- Born: 1903
- Died: December 9, 1987 (aged 83–84) Palm Beach, Florida, US
- Occupations: Chairman of W. T. Grant, 1966-1973
- Spouse: Frances Kennedy Staley
- Children: 3
- Relatives: Jes Staley (grandson) Peter Staley (grandson)

= Edward Staley =

American businessman (1903–1987)

Edward Staley (1903 - December 9, 1987) was chairman of W. T. Grant, the American variety store chain, from 1966 until his retirement in 1973.

Staley joined W. T. Grant in 1926, but left in 1933 to join Montgomery Ward as an assistant merchandising manager, and rose to store manager by 1940. In 1940, Staley rejoined Grant as director of merchandising.
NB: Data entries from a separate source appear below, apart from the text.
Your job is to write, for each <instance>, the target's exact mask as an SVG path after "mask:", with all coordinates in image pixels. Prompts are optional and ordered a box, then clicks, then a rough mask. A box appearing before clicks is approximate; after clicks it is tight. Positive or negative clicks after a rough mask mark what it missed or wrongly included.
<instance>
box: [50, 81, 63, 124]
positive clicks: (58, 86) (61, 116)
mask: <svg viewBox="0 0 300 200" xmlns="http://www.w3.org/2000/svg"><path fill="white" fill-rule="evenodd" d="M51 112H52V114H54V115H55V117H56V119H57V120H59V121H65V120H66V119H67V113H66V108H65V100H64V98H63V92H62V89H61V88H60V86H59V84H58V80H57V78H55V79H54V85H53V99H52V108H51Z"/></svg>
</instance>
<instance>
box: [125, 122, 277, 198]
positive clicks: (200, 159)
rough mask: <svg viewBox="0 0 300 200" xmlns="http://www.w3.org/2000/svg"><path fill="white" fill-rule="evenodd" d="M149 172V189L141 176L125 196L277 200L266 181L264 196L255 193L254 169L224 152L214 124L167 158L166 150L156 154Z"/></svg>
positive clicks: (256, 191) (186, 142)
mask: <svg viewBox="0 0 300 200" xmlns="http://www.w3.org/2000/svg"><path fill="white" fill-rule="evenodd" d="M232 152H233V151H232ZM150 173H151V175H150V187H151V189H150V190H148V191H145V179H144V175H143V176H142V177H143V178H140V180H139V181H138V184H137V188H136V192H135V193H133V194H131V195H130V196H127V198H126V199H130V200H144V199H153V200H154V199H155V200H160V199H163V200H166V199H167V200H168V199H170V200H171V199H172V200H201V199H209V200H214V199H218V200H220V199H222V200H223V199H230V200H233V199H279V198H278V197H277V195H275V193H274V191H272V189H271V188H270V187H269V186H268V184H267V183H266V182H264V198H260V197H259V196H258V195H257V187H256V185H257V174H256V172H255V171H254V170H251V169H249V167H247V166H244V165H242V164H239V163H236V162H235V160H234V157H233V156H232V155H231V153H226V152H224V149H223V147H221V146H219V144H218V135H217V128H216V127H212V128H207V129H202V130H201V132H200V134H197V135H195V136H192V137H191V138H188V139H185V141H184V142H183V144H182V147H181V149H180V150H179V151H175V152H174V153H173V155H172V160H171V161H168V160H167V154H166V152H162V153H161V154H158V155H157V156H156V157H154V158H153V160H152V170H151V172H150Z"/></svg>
He was president from 1952 to 1959, vice chairman from 1959 to 1966, and chairman from 1966 until his retirement in 1973.

Staley died of a heart attack in Palm Beach, Florida, on December 9, 1987, leaving his wife Frances Kennedy Staley; two sons, Paul, of Wayne, Pennsylvania, and Alan, of Westbury, Long Island, and a daughter, Lynn Sternick, of San Francisco. His grandsons include Jes Staley, former CEO of Barclays, and Peter Staley, HIV/AIDS activist.